= Ian Breakwell =

British artist (1943–2005)

Ian Breakwell (26 May 1943 – 14 October 2005) was a British artist, active as a diarist, a draughtsman, a film-maker, a painter, a photographer and a print-maker.

== Life ==

Breakwell was born on 26 May 1943 in Long Eaton, in Derbyshire. From 1961 to 1965 he attended the Derby College of Art, and then moved to London.

== Work ==

Breakwell was part of the Artist Placement Group in the 1970s, and was for a time placed in the Department of Health and Social Security. He was sent to work in the psychiatric hospitals of Broadmoor in Berkshire and Rampton in Nottinghamshire; his film The Institution, made in 1978 with Kevin Coyne, is based on these experiences.

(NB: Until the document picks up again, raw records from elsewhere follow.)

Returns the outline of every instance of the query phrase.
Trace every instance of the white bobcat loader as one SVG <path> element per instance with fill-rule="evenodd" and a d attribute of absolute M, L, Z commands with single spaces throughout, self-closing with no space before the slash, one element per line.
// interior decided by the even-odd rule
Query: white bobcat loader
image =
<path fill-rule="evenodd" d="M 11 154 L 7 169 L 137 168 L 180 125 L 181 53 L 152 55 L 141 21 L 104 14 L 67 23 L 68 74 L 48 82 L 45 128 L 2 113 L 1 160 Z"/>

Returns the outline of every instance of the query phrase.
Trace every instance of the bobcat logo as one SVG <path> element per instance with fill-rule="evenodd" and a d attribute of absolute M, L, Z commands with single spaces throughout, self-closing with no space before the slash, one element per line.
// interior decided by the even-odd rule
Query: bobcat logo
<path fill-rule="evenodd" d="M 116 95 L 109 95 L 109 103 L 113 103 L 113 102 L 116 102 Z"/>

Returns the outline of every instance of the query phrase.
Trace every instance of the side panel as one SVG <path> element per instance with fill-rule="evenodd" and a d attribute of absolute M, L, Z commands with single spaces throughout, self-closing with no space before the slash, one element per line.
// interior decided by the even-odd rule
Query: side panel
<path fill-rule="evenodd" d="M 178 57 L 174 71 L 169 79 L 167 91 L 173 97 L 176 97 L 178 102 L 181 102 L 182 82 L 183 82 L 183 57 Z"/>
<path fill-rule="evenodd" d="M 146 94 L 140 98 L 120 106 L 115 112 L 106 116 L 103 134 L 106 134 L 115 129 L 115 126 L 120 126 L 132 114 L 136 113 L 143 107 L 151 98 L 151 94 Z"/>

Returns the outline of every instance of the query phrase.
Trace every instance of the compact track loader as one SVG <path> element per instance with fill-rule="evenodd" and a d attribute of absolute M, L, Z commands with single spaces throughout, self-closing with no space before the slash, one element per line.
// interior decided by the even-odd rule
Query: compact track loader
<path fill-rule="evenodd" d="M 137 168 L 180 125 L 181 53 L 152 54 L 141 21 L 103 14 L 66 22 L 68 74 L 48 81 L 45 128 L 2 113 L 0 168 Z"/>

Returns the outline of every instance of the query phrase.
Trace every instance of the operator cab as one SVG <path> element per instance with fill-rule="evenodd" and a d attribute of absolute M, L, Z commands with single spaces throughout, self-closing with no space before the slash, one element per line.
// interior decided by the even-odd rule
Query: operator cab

He died in London on 14 October 2005.

The Tate Archive holds a collection of his personal papers, correspondence, photographs and notebooks including documentation of 'The Institution' performances with Kevin Coyne.

== Exhibitions ==

Breakwell's principal exhibitions include:
- Evidence. Greenwich Theatre Art Gallery, London, 1973
- Continuous Diary (travelling exhibition). Arnolfini Gallery, Bristol, 1977
- Circus. Third Eye Centre, Glasgow, 1978
- 120 Days. Tate Gallery, London, 1982
- Echoes. Laing Art Gallery, Newcastle-upon-Tyne, 1988
- Free Range, Survey of Ian Breakwell's publications 1964-1993 (travelling exhibition). Victoria and Albert Museum, London, 1993
- Drawing across Boundaries. Loughborough University School of Art and Design, 1998
- Textworks 1966-1999. Loughborough University Gallery, 1999
- The Other Side. The De La Warr Pavilion, Bexhill-on-Sea, 2002
- Ian Breakwell: the Elusive State of Happiness (retrospective). Quad Gallery, Derby, 2010
- Ian Breakwell: Keep Things As They Are (retrospective). De La Warr Pavilion, Bexhill-on-Sea, 6 October 2012 – 13 January 2013.